Brookfield targets $10bn for next RE fund – Exclusive

The Toronto-based alternative asset manager’s current global property vehicle is about 80% invested or committed.

One year after closing on its largest-ever real estate fund, Brookfield Asset Management is seeking to repeat its fundraising success with its latest global property offering, Brookfield Strategic Real Estate Partners III.

The Toronto-based alternative asset manager has an equity goal of $10 billion for the fund, according to two people familiar with the matter. If successful, the new fundraise would be its largest-ever, slightly exceeding that of its predecessor, BSREP II, which gathered a total of $9 billion in April 2016. That fund was launched in 2014 and had an original target of $7 billion. Brookfield attracted a total of $4.4 billion for its first global opportunistic fund in 2013, against a $3.5 billion target.

With BSREP II approximately 80 percent committed or deployed as of March 31, Brookfield is expected to officially launch fundraising for BSREP III this quarter, chief executive Bruce Flatt said in his letter to shareholders earlier this month. 

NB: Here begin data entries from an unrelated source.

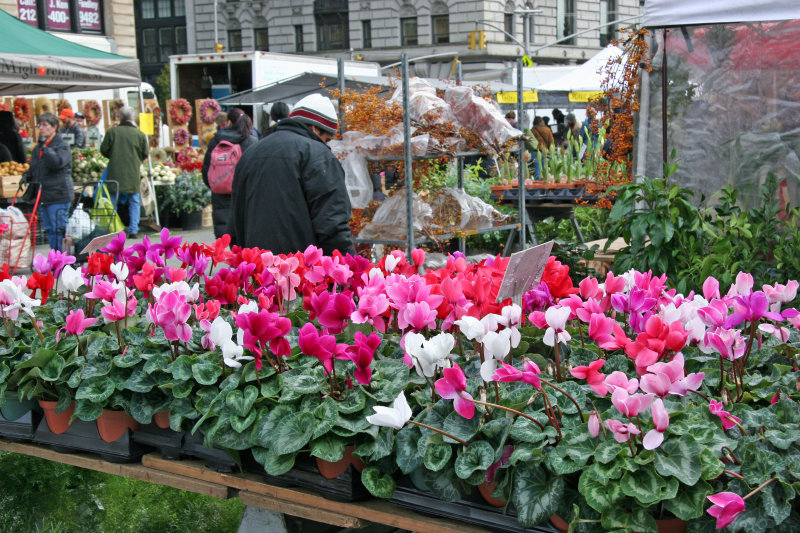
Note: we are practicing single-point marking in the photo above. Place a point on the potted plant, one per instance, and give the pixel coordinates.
(187, 199)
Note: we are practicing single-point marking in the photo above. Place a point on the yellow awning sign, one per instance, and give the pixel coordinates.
(509, 97)
(583, 96)
(146, 123)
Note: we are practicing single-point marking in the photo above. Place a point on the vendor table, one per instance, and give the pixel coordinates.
(194, 477)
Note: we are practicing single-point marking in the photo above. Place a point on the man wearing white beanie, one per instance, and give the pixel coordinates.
(289, 190)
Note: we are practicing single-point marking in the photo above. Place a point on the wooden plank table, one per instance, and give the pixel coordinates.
(195, 477)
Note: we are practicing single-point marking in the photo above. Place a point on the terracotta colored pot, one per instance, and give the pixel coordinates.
(486, 490)
(161, 419)
(14, 408)
(113, 424)
(57, 422)
(332, 470)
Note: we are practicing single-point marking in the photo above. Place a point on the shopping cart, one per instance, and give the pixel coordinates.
(89, 215)
(18, 236)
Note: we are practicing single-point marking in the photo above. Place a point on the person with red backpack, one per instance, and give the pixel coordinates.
(223, 153)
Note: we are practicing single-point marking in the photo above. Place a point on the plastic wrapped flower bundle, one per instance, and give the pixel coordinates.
(612, 404)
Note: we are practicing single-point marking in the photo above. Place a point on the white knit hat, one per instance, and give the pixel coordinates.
(316, 110)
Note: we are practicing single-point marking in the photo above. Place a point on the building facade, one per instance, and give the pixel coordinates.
(106, 25)
(380, 30)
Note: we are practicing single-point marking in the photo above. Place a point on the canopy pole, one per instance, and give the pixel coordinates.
(149, 163)
(407, 161)
(664, 147)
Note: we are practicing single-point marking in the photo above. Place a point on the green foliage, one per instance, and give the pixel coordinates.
(668, 233)
(189, 194)
(38, 495)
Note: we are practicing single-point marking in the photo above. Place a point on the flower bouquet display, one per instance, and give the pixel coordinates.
(609, 406)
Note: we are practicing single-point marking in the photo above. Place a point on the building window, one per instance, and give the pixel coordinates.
(148, 9)
(234, 40)
(441, 29)
(332, 31)
(366, 34)
(565, 20)
(261, 38)
(408, 32)
(149, 46)
(508, 24)
(608, 13)
(298, 38)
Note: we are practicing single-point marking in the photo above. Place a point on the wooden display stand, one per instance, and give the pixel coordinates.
(194, 477)
(202, 127)
(173, 127)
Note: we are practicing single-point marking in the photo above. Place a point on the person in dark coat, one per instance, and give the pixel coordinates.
(126, 147)
(51, 169)
(289, 190)
(236, 131)
(71, 127)
(10, 137)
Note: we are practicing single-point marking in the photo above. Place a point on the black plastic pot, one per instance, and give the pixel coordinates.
(345, 488)
(83, 436)
(18, 419)
(471, 509)
(192, 221)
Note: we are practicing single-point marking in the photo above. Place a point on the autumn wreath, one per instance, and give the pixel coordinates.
(22, 109)
(180, 111)
(180, 136)
(209, 109)
(93, 112)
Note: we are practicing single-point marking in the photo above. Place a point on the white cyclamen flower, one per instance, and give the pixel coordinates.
(395, 416)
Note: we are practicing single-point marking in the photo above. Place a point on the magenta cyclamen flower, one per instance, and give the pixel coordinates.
(323, 347)
(728, 420)
(361, 354)
(265, 328)
(655, 436)
(593, 376)
(453, 386)
(727, 506)
(333, 310)
(77, 322)
(622, 432)
(171, 312)
(529, 374)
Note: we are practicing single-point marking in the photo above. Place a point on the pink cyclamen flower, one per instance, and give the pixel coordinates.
(594, 424)
(593, 376)
(630, 404)
(655, 436)
(529, 374)
(728, 420)
(77, 322)
(453, 386)
(361, 354)
(727, 506)
(618, 379)
(622, 432)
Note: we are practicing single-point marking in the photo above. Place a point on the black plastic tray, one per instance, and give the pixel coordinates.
(472, 509)
(83, 436)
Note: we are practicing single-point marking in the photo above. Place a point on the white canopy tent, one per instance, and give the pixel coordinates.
(587, 77)
(660, 13)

Brookfield declined to comment. However, PERE understands that the alternative asset manager – whose real estate fund investors include the New York State Common Retirement Fund and Teacher Retirement System of Texas – has been soft marketing the fund since at least March, with an official launch expected in early June. During its third-quarter earnings call in November, Brookfield chief financial officer Brian Lawson said that the vehicle was already 67 percent invested and that the firm typically began fundraising for a successor fund once the current fund was 70-75 percent invested.

BSREP III is understood to have a similar strategy to its predecessor funds, focusing on large, complex distressed turnarounds or recapitalizations and mid-cap real estate transactions. In the firm’s first-quarter earnings call earlier this month, Flatt said he expected the fund to be about 50 percent allocated to the US. “Each quarter [to] six months, we’re putting $0.5 billion or $1 billion to work in great opportunities, and it’s largely because of the scale and presence that we have in the US,” he said during the call.

One of BSREP II’s most recent deals was the purchase of 13 student housing assets in seven university markets in the UK from local developer Unite Students for £295 million ($380 million; €340 million) in February. Other transactions on behalf of the fund include the firm’s debut transactions in the manufactured and self-storage sectors last year: the purchase of a 135-community manufactured housing portfolio from NorthStar Realty Finance Corporation for $2 billion and the acquisition of Simply Self-Storage, a US self-storage owner and operator, for $830 million.

BSREP II was generating a 0.33 percent return and a 1x multiple as of June 30, two months after its final close, while BSREP produced a return of 17.68 percent and a 1.39x multiple, according to an investment report from the Pennsylvania Public School Employees’ Retirement System, which committed $200 million each to BSREP II and BSREP.